A common use of boolean short circuiting would be to protect against out of bounds array access in loops which may not stop at the end of an array. For instance:

real, dimension(:), allocatable :: myArray
allocate(myArray(n))
...
do i = 1,m
if (i .lt. n .and. myArray(i) .op. someVal) then
  ! do something
end if
end do

Many languages support short circuiting by design, many support it by consensus, however FORTRAN does not make short circuiting part of the design and there is no consensus on its adoption. The above example works fine under Compaq Visual FORTRAN, but if you enable bounds checking on Intel Visual FORTRAN you get a run-time error.

Both CVF and IVF are following the standard with their interpretations, FORTRAN does not specify how a compiler should implement the above if statement. However, often times people adopt the unofficial standards created by compilers which interpret the standard in a certain way. CVF evaluates the statement above left-to-right and applies boolean short circuiting. IVF evaluates all components of the expression before making a decision.

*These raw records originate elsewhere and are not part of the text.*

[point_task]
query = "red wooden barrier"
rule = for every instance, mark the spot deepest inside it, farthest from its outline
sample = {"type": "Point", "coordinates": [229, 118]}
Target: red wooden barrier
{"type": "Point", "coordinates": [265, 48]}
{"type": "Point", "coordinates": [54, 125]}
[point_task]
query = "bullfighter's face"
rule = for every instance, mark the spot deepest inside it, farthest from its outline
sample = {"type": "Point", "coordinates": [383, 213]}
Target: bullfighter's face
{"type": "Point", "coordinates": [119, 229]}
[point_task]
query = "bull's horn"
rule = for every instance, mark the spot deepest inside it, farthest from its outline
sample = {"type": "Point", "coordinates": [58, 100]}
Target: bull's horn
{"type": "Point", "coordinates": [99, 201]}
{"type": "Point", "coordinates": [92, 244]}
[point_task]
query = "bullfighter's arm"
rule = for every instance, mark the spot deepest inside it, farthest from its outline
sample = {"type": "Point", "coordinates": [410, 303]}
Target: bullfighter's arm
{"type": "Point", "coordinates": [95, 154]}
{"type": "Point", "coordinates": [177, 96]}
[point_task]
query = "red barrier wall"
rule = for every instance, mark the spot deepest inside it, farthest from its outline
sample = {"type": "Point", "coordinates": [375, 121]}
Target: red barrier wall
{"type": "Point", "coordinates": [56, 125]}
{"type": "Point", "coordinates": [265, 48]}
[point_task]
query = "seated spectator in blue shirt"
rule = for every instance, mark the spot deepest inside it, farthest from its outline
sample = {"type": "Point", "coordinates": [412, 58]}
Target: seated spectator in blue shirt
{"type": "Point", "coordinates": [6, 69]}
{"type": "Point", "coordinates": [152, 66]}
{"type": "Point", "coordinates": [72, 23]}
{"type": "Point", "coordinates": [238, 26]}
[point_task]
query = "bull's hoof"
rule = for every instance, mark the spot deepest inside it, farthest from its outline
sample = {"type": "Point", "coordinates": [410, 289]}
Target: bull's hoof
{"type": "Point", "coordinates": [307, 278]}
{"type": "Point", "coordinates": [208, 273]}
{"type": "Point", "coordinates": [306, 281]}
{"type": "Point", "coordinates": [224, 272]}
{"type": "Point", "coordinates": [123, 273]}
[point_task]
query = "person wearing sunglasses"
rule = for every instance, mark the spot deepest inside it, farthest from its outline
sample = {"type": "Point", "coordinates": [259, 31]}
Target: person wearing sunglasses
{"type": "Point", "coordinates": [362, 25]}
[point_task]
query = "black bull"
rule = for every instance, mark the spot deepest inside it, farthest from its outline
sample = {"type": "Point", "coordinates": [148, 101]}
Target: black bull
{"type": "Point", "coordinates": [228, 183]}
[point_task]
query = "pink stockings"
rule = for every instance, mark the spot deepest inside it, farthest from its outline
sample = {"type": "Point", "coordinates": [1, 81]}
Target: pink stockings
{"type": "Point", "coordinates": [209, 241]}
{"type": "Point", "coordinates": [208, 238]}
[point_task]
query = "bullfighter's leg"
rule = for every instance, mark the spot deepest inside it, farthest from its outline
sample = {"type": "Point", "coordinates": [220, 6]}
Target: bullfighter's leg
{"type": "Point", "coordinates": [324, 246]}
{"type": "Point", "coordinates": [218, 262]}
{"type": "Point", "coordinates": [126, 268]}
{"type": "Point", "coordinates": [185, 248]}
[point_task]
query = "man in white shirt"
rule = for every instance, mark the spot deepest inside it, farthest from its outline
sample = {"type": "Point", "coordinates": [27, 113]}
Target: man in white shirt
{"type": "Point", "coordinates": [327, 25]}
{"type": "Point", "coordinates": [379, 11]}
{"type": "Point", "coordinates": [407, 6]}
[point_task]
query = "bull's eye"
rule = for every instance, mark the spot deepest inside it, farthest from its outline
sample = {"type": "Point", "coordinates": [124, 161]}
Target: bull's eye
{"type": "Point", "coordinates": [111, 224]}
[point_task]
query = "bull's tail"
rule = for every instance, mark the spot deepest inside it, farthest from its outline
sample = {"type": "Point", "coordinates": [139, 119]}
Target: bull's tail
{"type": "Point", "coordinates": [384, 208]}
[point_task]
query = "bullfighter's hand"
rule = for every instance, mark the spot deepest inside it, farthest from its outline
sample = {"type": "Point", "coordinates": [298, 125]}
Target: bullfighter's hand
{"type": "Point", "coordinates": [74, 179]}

Both of these interpretations are correct, but they have interesting implications.

if (b .op. k .and. somefunc() .op. someval) then
! CVF and IVF may not execute this in the same fashion
end if

The problem with the above statement is that if IVF were to evaluate somefunc() before the comparison between b and k, potential side effects inside somefunc() could alter b or k, fundamentally changing the meaning of the statement. Worse still if the code was originally defined for CVF, the side effects of somefunc() could depend on being ignored when the comparison between b and k is .FALSE..

As a programmer you should mind the relevant standards and strive to rely on as few platform or compiler specific behaviors. The two above examples could be rewritten with their intentions preserved in only a few extra lines.

real, dimension(:), allocatable :: myArray
allocate(myArray(n))
...
do i = 1,m
if (i .lt. n) then
  if (myArray(i) .op. someVal) then
     ! all FORTRAN compilers will get here for the same
     ! reason
  end if
end if
end do
...
if (b .op. k) then
if (somefunc() .op. someval) then
  ! all FORTRAN compilers will get here for the same
  ! reason
end if
end if

So pay attention to the fun problems you may create for the guy who inherits your code when you get all crazy. It has been said that 60% of programming is maintaining your code, however, I find in my job that number is closer to 80 or even 90%. Don't make your life any harder than it already is.